Abstract:
Background: The common peroneal nerve (CPN) is a branch of the sciatic nerve in
the leg, at most risk of injury around the fibular neck as it is almost subcutaneous.
With increasing procedures around the knee, there is increasing incidence of possible
injuries to the nerve intraoperatively resulting in post operative complications. The
nerve has been studied in Caucasian populations and findings published, unlike the
case in Kenyan population.
Objective: To describe the surgical anatomy of the CPN in the Kenyan population.
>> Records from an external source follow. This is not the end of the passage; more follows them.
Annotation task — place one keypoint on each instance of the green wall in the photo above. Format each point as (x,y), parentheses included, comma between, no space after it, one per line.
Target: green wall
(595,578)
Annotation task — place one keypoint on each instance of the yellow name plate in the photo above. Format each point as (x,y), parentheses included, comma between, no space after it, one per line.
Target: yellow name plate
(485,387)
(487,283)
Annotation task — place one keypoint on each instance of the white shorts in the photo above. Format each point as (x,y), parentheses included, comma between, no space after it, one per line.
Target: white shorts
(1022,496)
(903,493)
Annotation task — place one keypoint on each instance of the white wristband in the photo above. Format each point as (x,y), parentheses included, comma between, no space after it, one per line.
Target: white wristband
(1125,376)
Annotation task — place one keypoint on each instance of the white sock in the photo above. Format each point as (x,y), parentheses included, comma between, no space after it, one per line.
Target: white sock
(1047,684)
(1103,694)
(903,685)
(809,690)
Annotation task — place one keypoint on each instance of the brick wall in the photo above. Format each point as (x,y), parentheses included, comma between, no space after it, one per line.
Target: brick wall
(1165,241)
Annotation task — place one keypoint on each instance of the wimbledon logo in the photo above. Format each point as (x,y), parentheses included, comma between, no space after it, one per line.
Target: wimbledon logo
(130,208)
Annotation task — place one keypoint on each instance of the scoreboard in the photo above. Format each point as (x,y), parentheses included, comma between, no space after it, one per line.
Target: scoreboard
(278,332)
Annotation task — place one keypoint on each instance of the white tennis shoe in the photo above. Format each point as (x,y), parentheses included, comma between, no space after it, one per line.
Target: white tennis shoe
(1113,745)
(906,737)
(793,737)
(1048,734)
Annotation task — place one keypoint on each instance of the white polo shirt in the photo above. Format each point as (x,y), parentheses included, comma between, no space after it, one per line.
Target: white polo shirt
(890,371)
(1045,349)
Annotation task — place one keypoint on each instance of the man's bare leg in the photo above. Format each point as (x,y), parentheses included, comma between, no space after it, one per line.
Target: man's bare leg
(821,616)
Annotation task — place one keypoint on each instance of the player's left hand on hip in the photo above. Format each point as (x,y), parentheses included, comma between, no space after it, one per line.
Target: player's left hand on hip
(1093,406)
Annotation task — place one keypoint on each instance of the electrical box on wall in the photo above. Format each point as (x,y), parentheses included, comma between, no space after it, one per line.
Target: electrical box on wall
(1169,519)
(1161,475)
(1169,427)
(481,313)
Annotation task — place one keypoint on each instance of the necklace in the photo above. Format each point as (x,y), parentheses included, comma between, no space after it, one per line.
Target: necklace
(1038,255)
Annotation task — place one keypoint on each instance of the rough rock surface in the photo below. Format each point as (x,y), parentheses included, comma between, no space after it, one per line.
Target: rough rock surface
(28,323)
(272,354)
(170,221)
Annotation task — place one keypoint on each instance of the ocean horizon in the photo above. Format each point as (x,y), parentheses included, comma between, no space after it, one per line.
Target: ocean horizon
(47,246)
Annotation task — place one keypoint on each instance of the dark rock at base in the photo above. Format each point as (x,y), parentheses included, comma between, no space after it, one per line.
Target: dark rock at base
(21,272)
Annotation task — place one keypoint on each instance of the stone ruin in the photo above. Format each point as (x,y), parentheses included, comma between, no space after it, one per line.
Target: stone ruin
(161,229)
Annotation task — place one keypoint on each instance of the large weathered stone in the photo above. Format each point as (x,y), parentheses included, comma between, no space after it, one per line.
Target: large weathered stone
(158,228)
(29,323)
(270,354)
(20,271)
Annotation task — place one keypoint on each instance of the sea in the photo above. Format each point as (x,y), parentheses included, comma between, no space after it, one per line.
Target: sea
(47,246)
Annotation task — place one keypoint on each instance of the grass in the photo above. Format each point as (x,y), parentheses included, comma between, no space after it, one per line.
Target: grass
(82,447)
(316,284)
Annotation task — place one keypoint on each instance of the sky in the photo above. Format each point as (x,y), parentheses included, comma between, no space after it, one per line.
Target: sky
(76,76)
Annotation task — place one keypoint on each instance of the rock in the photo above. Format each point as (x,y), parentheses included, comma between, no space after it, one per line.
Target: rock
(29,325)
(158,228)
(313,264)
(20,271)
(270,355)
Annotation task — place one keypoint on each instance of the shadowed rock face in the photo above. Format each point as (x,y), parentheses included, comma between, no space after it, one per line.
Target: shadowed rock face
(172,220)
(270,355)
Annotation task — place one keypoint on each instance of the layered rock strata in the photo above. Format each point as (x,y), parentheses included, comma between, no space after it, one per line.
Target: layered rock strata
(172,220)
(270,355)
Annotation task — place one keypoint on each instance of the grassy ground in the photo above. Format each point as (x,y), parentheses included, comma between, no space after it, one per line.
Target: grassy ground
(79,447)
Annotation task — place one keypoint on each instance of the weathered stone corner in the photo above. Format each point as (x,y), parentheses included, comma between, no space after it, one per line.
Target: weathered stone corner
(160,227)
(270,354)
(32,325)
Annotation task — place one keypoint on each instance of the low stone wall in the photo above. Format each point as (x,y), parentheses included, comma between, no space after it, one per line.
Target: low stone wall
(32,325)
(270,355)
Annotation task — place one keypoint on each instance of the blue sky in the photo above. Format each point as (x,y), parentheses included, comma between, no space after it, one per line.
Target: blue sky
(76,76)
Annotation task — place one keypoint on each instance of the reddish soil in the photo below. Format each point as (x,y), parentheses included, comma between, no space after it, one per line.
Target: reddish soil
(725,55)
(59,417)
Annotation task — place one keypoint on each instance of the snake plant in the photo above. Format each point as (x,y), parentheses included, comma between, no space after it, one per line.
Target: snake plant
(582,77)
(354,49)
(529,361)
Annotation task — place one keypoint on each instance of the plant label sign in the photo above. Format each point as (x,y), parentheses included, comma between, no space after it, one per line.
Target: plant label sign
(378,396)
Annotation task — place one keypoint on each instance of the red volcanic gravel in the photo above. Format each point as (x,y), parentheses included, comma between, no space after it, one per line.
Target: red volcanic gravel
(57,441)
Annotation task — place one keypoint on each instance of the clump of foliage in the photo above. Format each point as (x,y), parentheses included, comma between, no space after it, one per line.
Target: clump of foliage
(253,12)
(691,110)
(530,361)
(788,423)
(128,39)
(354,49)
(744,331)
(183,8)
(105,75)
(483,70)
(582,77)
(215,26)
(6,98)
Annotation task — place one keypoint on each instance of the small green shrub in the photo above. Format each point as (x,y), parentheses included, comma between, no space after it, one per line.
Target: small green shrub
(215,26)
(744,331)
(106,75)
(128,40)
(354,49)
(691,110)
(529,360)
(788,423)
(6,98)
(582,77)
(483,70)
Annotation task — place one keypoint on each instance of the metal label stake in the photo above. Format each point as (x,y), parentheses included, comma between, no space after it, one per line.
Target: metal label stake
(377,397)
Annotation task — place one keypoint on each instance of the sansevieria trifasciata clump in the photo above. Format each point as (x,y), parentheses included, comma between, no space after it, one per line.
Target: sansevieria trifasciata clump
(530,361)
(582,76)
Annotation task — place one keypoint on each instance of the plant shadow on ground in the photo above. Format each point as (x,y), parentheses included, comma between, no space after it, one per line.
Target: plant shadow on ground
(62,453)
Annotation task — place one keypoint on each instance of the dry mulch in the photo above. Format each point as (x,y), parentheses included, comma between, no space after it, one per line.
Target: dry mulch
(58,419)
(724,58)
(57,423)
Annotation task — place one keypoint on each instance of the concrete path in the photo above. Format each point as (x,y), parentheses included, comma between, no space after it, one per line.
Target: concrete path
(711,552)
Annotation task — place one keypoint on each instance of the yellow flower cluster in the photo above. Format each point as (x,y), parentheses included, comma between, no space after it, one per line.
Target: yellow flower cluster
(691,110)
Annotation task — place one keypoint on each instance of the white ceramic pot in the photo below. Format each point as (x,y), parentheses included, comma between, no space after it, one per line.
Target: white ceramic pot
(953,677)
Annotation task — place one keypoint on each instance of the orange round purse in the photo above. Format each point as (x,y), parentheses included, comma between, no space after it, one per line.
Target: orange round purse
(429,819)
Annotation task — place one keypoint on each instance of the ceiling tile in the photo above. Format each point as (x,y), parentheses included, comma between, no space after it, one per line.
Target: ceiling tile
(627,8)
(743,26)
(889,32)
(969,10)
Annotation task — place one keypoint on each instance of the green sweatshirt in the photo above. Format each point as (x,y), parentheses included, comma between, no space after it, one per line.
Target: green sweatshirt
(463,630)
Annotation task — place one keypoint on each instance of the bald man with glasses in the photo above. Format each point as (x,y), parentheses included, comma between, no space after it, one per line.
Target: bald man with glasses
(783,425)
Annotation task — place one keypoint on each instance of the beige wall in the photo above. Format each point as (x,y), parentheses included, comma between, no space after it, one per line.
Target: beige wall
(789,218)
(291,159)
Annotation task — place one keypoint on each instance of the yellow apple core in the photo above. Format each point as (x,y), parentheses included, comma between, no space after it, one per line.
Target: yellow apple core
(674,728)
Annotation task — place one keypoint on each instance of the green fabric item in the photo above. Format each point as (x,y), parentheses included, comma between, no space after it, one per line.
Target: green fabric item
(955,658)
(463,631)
Methods: The study was conducted in the Human Anatomy Laboratory at Moi
University, School of Medicine, and using anatomical descriptive cross- sectional
study design. Study population of forty three right sided formalin fixed limbs of
unascertained origin was dissected, using lateral approach. CPN was identified and
tagged. Its distance from the Gerdy’s tubercle was plotted at 3 points: d I-(from
Gerdy’s tubercle to the CPN at the back of the head of the fibula); d II- (from Gerdy’s
tubercle to the starting point of the superficial branch of the CPN); and d III- (from
Gerdy’s tubercle to anterior recurrent genicular branch). Its branches were identified.
Photographs showing the course of the nerve and its branches were taken.
Measurements of d I, d II, d III and the length of the nerve main trunk were taken and
recorded into data collection sheets, and later fed into an electronic database with
restricted access. Data analysis was done and results were presented using tables and
graphs.
Results: Forty three (32 males, 11 females) cadaveric formalin fixed lower limbs
were used. CPN trunk was noted winding around the neck of fibula and disappeared
into substance of peroneus longus muscle. The measurements for all cadaveric limbs
in mm (Median (IQR)) were: d I=58 (54, 62); d II= 54 (47, 58); and d III= 49 (44,
53). The mean radius was 57.6±5.0 mm. The d I, d II and d III for all limbs and even
by gender categorization however were all statistically not significant (p> 0.05). The
CPN main trunk had median (IQR) lengths in mm of 153 (138, 230) and was
statistically significant (Shapiro-Wilk test: W= 0.717; p< 0.001). Photographic
findings showed the nerve arose from the sciatic nerve at different locations (2.3%
intrapelvic; 9.3% proximal third of the thigh; 18.6% middle third of the thigh and
69.8% distal third of the thigh) and divided into its branches inside the peroneus
longus muscle in 91% of limbs, and outside the muscle in 9% of limbs. The branches
included: sural communicating; superior, inferior and recurrent genicular; deep and
superficial peroneal nerves. The variations in the course of the nerve and the branches
were displayed in photographs.
Conclusion: The mean radius for Gerdy’s safe zone and the length of the main trunk
in Kenyan population were greater than in other studied populations. However, no
comparison can be made for the median (IQR) length of main trunk as it lacked in
other studies. The number of branches and branching patterns were as in other studies
with only in 9% of limbs- division outside the peroneus longus.
Recommendations: Orthopaedics surgeons in Kenya can use the findings of this
study to plan and carry out various procedures safely in proximal tibia (Gerdy’s safe
zone). The exact origin of the limbs could not be ascertained. Therefore further study
can be carried out in ascertained different populations for comparison.